Krankenhäuser und Kliniken arbeiten rund um die Uhr, mit unterschiedlichen Schichtmodellen und einer hohen Anzahl an Mitarbeitenden. Gleichzeitig stehen oft weniger Spinde zur Verfügung als Personen, die diese nutzen möchten. Eine feste Zuordnung von Schränken stößt dabei zunehmend an ihre Grenzen. Gefragt sind Lösungen, die vorhandene Kapazitäten effizient nutzen und sich nahtlos in bestehende Organisationsstrukturen integrieren lassen.

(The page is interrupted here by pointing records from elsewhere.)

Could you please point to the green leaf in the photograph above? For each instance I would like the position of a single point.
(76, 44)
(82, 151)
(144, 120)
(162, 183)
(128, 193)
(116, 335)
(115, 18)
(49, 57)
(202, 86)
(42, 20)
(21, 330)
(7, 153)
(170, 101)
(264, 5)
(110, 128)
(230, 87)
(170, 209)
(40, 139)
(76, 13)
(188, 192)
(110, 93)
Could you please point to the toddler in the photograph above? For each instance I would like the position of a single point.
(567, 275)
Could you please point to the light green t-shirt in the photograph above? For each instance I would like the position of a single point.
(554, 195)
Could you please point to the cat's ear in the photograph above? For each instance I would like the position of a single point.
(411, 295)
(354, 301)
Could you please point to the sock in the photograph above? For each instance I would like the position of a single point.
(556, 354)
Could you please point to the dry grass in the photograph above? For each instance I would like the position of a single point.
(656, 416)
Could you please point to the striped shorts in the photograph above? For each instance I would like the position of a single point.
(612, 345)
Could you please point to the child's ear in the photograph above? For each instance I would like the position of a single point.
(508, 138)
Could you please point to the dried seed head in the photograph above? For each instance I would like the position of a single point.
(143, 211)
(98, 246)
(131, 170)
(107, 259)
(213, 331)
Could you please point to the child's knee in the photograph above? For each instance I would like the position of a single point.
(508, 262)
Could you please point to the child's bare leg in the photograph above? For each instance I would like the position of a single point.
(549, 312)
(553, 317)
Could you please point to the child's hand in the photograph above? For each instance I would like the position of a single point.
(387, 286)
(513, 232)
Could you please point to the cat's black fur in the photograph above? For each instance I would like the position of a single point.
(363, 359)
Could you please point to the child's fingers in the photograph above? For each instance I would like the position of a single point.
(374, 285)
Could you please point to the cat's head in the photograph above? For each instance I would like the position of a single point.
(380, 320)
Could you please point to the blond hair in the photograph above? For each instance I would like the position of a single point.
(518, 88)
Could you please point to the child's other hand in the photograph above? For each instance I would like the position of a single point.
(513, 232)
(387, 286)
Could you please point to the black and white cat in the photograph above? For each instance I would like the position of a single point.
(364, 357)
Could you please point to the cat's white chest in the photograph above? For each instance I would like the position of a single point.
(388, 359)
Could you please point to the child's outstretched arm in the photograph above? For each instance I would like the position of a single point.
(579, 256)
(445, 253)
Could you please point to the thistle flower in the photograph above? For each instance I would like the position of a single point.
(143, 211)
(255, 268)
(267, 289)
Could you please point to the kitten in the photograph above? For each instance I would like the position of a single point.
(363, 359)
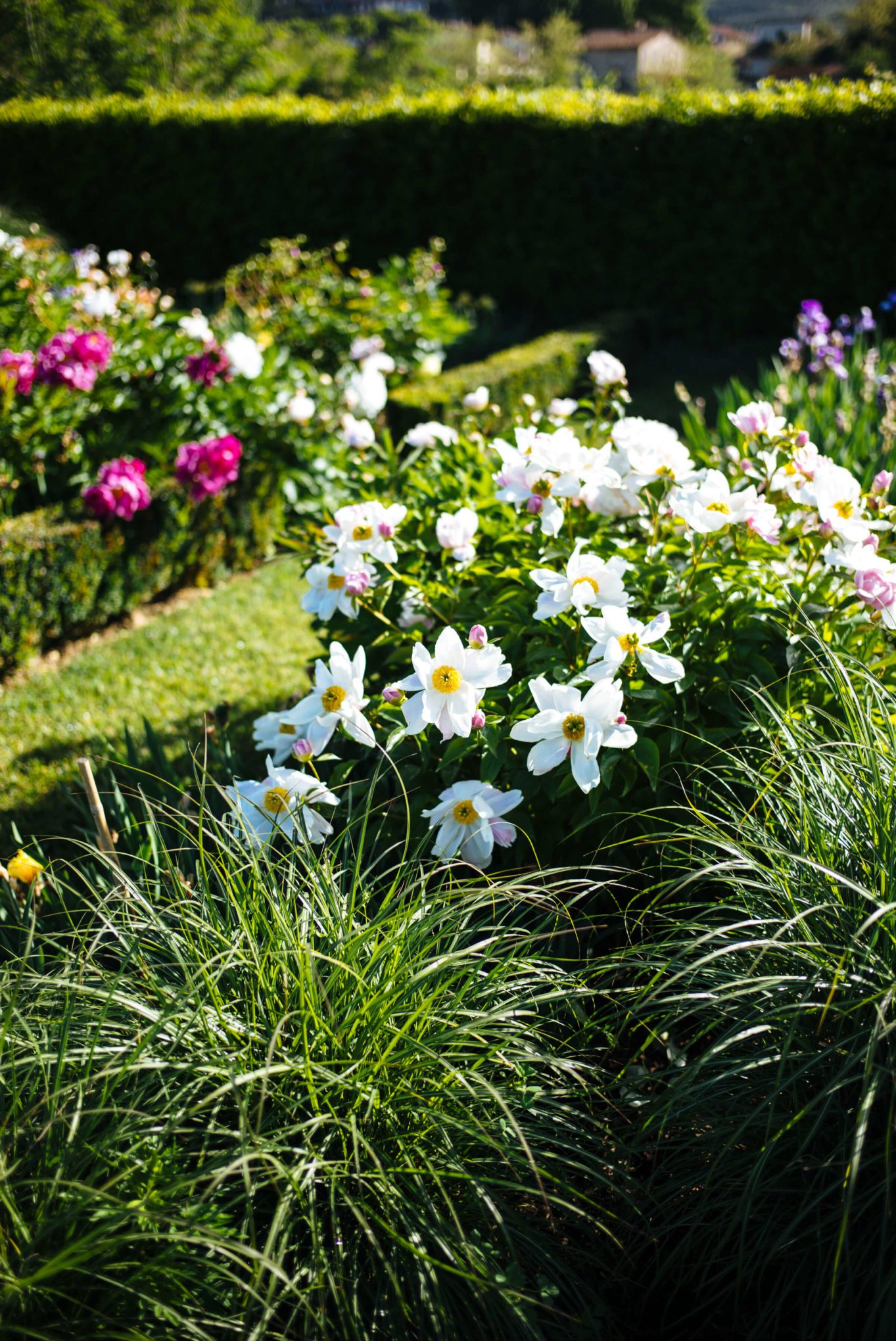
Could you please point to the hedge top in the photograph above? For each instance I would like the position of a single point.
(554, 105)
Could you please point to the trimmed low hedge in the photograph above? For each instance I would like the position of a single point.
(544, 367)
(707, 206)
(62, 577)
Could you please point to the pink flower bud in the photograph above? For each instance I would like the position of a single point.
(876, 588)
(357, 584)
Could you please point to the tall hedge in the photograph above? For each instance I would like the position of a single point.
(63, 576)
(715, 208)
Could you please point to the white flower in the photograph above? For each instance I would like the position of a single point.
(337, 585)
(469, 817)
(710, 506)
(196, 326)
(455, 531)
(367, 392)
(562, 407)
(98, 302)
(118, 262)
(571, 726)
(337, 700)
(605, 367)
(450, 683)
(586, 581)
(301, 407)
(836, 495)
(619, 638)
(281, 803)
(758, 417)
(357, 432)
(368, 527)
(477, 400)
(429, 433)
(245, 354)
(653, 451)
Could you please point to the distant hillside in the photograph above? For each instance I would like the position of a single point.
(750, 14)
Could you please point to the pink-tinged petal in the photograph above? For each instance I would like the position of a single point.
(661, 667)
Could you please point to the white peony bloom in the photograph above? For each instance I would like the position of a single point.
(196, 326)
(281, 803)
(477, 400)
(357, 432)
(605, 369)
(711, 505)
(245, 354)
(758, 417)
(368, 527)
(429, 433)
(572, 726)
(448, 684)
(337, 700)
(455, 531)
(653, 452)
(301, 407)
(337, 585)
(586, 581)
(98, 302)
(836, 495)
(470, 822)
(619, 638)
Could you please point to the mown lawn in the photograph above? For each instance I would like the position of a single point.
(246, 644)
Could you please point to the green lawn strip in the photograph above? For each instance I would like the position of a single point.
(247, 644)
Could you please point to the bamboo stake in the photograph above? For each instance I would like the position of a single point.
(104, 835)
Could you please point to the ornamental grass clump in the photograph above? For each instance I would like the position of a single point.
(266, 1092)
(753, 1016)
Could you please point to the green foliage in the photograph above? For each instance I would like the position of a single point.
(753, 1016)
(62, 576)
(301, 1097)
(593, 172)
(544, 367)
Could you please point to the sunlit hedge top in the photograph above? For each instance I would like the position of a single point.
(713, 208)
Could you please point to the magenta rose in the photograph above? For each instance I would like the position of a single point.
(121, 488)
(208, 467)
(23, 367)
(876, 588)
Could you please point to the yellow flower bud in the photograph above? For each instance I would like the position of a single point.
(23, 868)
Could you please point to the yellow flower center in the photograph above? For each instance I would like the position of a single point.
(277, 799)
(333, 697)
(23, 868)
(575, 727)
(446, 679)
(466, 813)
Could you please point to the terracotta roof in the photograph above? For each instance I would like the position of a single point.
(617, 39)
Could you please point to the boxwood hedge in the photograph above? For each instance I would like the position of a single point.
(62, 576)
(718, 208)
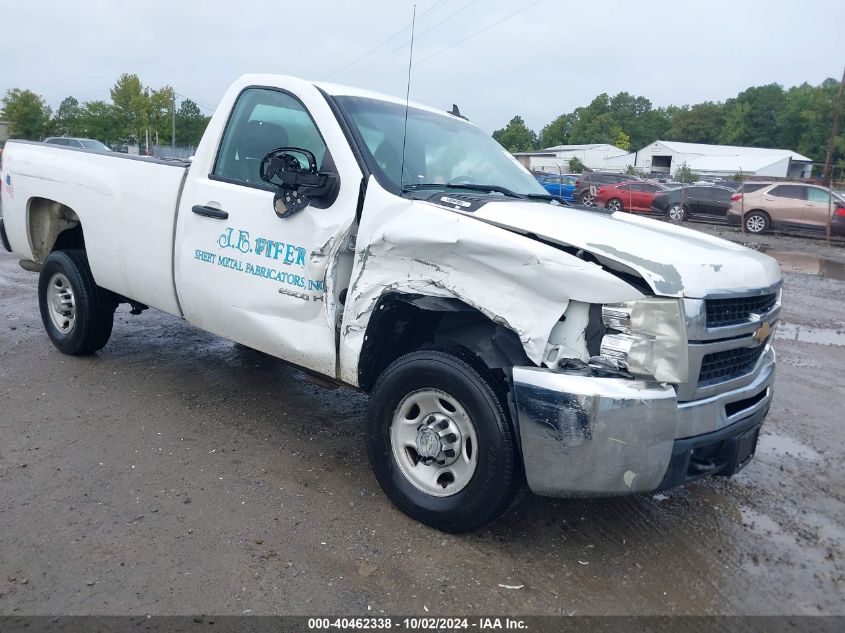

Bild: Schulte-Schlagbaum AG
Mitarbeitendenkarte als Spindschlüssel
Ein entscheidender Vorteil elektronischer Schrankschließsysteme wie SAG Safe-O-Tronic ist die Einbindung vorhandener Mitarbeitendenkarten. Anstatt zusätzliche Schlüssel oder Transponder auszugeben, können Kliniken die bestehenden Karten für den Zugriff zu Spinden und Schränken verwenden. Die Berechtigungen werden zentral verwaltet und direkt auf den RFID-Datenträger übertragen. So wird die Mitarbeitendenkarte zum Identifikationsmedium für Zutritt, Zeiterfassung und Spindnutzung. Der organisatorische Aufwand sinkt, die Nutzerfreundlichkeit steigt.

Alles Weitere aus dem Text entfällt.